Combine together with your basic logic statements to grab groups comprised of multiple sub-hierarchies, subtracting out other sub-hierarchies, joining to other tables, etc. etc. It's a very "native" way to work with hierarchies in SQL.

In practice, I keep the adjacency list ('manager' attribute) as my source of record, since that's how HR gives it to me. Plus it's useful to get immediate manager or immediate direct reports. Each time I reload the HR data into my tables, I do a quick traversal in perl to add 'left' and 'right' columns. Then I can do some pretty darn cool hierarchy stuff right in SQL without having to pop into a procedural language each time.
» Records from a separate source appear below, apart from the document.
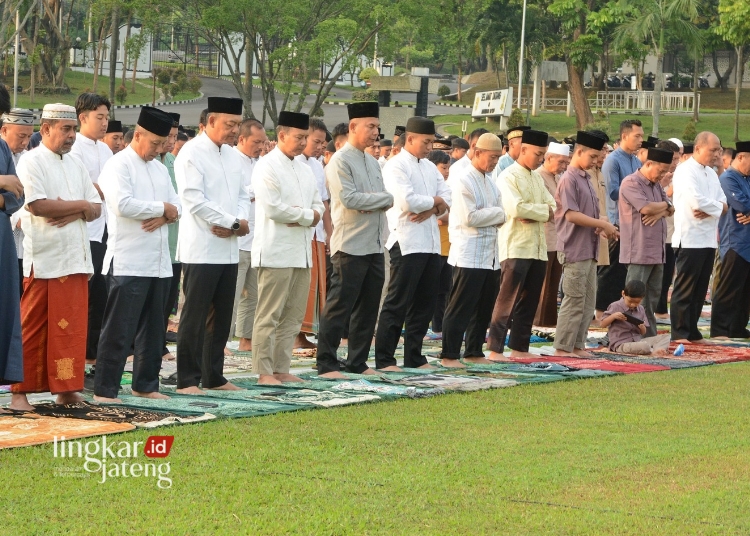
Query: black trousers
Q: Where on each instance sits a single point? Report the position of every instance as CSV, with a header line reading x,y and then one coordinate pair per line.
x,y
666,282
469,311
412,292
693,274
444,289
205,323
133,318
610,279
351,306
171,304
521,282
97,297
730,305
Oh, and: changes within the hierarchy are supported well by this model. See Celko's book for details, among other places. For my purposes, since I'm just a consumer of the hierarchy data that's kept up-to-date on a separate system, I haven't had to bother. But it's nice to know that I could.

Joel Noble

Re:You'd be better off converting hierarchies to s

jnoble on 2003-03-31T20:24:55
Crap, my post got its < and > mangled, even though I told the submission widgit it was plain text.
Here's the decoder guide -- not actual SQL.
My Management Chain: Select where left LESS THAN my_left AND right GREATER THAN my_right
My Vast Empire Select where left GREATER THAN OR EQUAL TO my_left AND right LESS THAN OR EQUAL TO my_right Joel Noble

Finding subtrees

dws on 2003-04-01T01:31:20

If you have a static tree (i.e., no inserts or infrequent, scheduled inserts), there's a trick from one of Joe Celko's SQL books that might apply. (From memory...) Walk the tree using a linear sequence generator that starts at 1. As each node is reached pre-order, store (insert/update) the next id that well be generated. The next id represents the "left" side of the subtree rooted under each non-terminal node. As the node is reached post-order, assign (update) its id from the sequence generator. When you do this, the root id can be found via

SELECT COUNT(*) FROM tree

SELECT MAX(id) FROM tree

and the entire subtree under a node can be selected by

SELECT * FROM tree WHERE id >= ? AND id < ?

where the values you plug in are the "first id in subtree' value cached in the parent node and the node id of the parent.

This scheme works wonderfully when you have static data, or data that you can update (and re-walk) on a scheduled basis, but fails miserably if the table needs to be updated live.

Re:Finding subtrees

gnat on 2003-04-01T01:42:40
You're the second person to recommend a Celko book. Hi ho, hi ho, it's off to Amazon I go ... :-)
Thanks!
--Nat

Materialized Path

treborhudson on 2003-04-02T22:47:22

I just read an article today on something similar to this. Read the section on 'Materialized Path' at this site:
http://www.dbazine.com/tropashko4.html

tree traversal in SQL

brev on 2003-04-09T09:52:25

Nobody has mentioned Oracle's CONNECT BY. Hierarchical queries in one statement!

I doubt Ziggy is aware of this, but the tree hack you describe is roughly how ASPN works. Ugly and inflexible, yes, but it gave us the performance we wanted, without having to shell out for Oracle.

It may have been a premature optimization. I personally was horrified by the idea during the design meetings. But it works very well in practice and it's easy to understand.